Setting Your Copyright
Copyright is a legal concept, enacted and recognized by most governments, giving exclusive rights to the creator of an original work, usually for a limited time. The term itself generally means "the right to copy," but also gives the copyright holder rights to be credited for the work, to determine who may adapt the work to other forms, who may perform the work, who may financially benefit from it, and other related rights.
While no creative work is automatically protected worldwide, there are international treaties that provide protection automatically for all creative works as soon as they are fixed in a medium. There are two primary international copyright agreements: the Berne Convention for the Protection of Literary and Artistic Works and theBuenos Aires Convention.
You, as the creator, are both the copyright holder and publisher of all works created and distributed using the tools and services available on the Lulu.com website. Therefore, when creating your work's copyright page, you should list yourself as the copyright holder and publisher. If you wish, you may list Lulu as the distributor.
Set your project's Copyright License as you are completing the Description step of Lulu's Publishing Wizard. Click the drop down box to the right of "License" to select the Copyright license of your choice.
Authors should research the copyright requirements for the countries in which they intend to make their work available and select accordingly from the following list of copyright options.
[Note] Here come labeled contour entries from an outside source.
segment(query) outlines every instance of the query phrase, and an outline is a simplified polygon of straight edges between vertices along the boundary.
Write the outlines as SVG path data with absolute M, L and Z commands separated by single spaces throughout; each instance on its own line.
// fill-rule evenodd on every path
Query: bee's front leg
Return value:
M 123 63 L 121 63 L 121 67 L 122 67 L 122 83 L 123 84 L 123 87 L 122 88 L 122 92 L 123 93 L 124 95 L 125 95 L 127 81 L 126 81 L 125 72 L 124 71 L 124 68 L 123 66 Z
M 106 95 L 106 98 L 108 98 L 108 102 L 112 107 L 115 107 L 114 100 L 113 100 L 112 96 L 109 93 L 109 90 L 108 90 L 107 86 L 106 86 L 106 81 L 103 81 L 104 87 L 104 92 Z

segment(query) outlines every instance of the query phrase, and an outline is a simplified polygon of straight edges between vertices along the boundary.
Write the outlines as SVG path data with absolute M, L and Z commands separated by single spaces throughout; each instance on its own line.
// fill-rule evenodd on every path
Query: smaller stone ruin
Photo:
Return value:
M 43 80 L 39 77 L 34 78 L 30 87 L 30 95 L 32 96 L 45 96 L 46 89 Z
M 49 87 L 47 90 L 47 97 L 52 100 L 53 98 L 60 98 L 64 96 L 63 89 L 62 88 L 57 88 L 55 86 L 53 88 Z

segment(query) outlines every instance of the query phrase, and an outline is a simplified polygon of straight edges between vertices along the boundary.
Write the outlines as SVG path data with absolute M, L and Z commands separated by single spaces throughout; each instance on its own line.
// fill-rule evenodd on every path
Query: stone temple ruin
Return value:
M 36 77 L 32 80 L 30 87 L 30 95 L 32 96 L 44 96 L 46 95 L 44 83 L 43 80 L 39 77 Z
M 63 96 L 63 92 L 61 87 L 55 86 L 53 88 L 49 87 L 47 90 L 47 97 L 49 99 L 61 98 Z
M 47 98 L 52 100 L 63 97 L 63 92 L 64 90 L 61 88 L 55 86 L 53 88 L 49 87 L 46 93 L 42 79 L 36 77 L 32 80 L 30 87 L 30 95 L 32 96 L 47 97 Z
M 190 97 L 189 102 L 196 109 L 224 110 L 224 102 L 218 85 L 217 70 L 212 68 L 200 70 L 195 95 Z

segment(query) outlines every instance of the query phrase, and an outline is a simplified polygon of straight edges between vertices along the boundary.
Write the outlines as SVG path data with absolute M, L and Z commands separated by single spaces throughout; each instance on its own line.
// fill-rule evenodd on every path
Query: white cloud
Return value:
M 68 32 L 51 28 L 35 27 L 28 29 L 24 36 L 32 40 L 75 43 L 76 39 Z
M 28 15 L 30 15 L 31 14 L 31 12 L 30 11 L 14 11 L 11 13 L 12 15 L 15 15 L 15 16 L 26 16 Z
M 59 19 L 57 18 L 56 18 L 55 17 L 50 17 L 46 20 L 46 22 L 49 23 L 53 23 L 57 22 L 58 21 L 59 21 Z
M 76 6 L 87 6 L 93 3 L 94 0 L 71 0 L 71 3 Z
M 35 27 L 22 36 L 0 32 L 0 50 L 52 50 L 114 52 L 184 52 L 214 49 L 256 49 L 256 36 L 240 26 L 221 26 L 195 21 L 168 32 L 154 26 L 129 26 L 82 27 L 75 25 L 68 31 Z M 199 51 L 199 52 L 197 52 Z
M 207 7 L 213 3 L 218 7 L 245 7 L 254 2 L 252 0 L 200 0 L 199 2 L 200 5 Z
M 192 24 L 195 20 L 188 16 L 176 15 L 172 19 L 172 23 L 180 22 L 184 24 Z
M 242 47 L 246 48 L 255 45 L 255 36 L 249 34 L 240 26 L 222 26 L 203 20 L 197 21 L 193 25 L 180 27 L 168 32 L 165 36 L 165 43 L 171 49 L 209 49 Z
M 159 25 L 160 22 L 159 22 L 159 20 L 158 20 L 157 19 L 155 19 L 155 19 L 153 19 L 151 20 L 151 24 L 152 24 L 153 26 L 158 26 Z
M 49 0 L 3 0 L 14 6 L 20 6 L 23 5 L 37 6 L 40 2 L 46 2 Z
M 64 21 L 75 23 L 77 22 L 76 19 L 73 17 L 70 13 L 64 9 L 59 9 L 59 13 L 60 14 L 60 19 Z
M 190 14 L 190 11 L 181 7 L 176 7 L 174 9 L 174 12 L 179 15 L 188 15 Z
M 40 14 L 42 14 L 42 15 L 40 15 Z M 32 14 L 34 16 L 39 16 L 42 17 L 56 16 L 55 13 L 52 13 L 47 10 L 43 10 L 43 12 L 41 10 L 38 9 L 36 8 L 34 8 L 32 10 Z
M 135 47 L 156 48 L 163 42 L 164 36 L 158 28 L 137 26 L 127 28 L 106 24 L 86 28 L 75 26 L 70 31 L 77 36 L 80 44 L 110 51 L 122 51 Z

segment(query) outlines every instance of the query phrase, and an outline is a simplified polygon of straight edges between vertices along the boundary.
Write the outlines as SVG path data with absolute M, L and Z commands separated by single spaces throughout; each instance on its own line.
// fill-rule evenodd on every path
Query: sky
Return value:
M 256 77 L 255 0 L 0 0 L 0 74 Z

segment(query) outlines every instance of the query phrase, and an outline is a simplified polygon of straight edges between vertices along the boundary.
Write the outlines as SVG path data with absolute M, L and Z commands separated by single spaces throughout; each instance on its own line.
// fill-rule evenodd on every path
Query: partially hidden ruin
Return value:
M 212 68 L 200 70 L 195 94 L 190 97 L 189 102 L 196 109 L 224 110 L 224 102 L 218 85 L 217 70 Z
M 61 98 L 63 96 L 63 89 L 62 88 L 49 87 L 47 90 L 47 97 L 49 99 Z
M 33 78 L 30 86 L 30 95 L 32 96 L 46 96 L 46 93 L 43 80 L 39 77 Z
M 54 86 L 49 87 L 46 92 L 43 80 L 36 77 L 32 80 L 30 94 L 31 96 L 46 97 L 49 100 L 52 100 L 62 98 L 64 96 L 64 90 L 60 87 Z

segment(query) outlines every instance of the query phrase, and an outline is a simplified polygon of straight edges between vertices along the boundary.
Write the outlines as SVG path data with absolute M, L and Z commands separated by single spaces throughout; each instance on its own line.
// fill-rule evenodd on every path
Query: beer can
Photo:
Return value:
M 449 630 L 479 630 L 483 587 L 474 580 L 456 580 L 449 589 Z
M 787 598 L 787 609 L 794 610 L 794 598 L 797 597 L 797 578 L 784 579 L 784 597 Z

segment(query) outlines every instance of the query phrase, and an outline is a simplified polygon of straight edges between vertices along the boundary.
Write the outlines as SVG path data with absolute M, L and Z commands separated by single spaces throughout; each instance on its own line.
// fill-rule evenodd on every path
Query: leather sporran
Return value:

- Standard Copyright License
The length of Copyright varies in length by jurisdictions. The length of the term can depend on several factors, including the type of work (e.g. musical composition, novel), whether the work has been published, and whether the work was created by an individual or a corporation. In most of the world, the default length of copyright is the life of the author plus either 50 or 70 years. In the United States, the term for most existing works is a fixed number of years after the date of creation or publication.
List of countries’ length of copyright
- Public Domain
Under modern law, most original works of art, literature, music, etc. are covered by copyright from the time of their creation and extending for a set period of time. When the copyright expires, the work enters the public domain. The term indicates that these materials are therefore "public property", and available for anyone to use for any purpose. The laws of various countries define the scope of the public domain differently; making it necessary to specify which jurisdiction's public domain is being discussed.
- Creative Commons
Creative Commons is a non-profit organization devoted to expanding the range of creative works available for others to build upon legally and to share. The organization has released several copyright-licenses known asCreative Commons licenses free of charge to the public. These licenses allow creators to communicate which rights they reserve, and which rights they waive for the benefit of recipients or other creators. Creative Commons licenses do not replace copyright, but are based upon it. They replace individual negotiations for specific rights between the copyright owner (licensor) and licensee, which are necessary under an "all rights reserved" copyright management with a "some rights reserved" management employing standardized licenses for re-use cases where no commercial compensation is sought by the copyright owner.
Click the links below for easy to understand, one-page explanations of each Creative Commons license.
Creative Commons Attribution 2.5
Creative Commons Attribution-NoDerivs 2.0
Creative Commons Attribution-NonCommercial-NoDerivs 2.0
Creative Commons Attribution-NonCommercial-ShareAlike 2.0
Creative Commons Attribution-ShareAlike 2.0
- GNU Free or Open-source Software Documentation
Documentation for free software should be free documentation so that people can redistribute it and improve it along with the software it describes. To make it free, you need to release it under a free documentation license. If you have already started your project, but are unsure what type of free documentation license you need, click on the links below for additional information.
GNU Free Documentation License
GNU General Public License
GNU Lesser General Public License
- Create a Custom License
Enter the name and URL for the license in the pop-up window and click accept.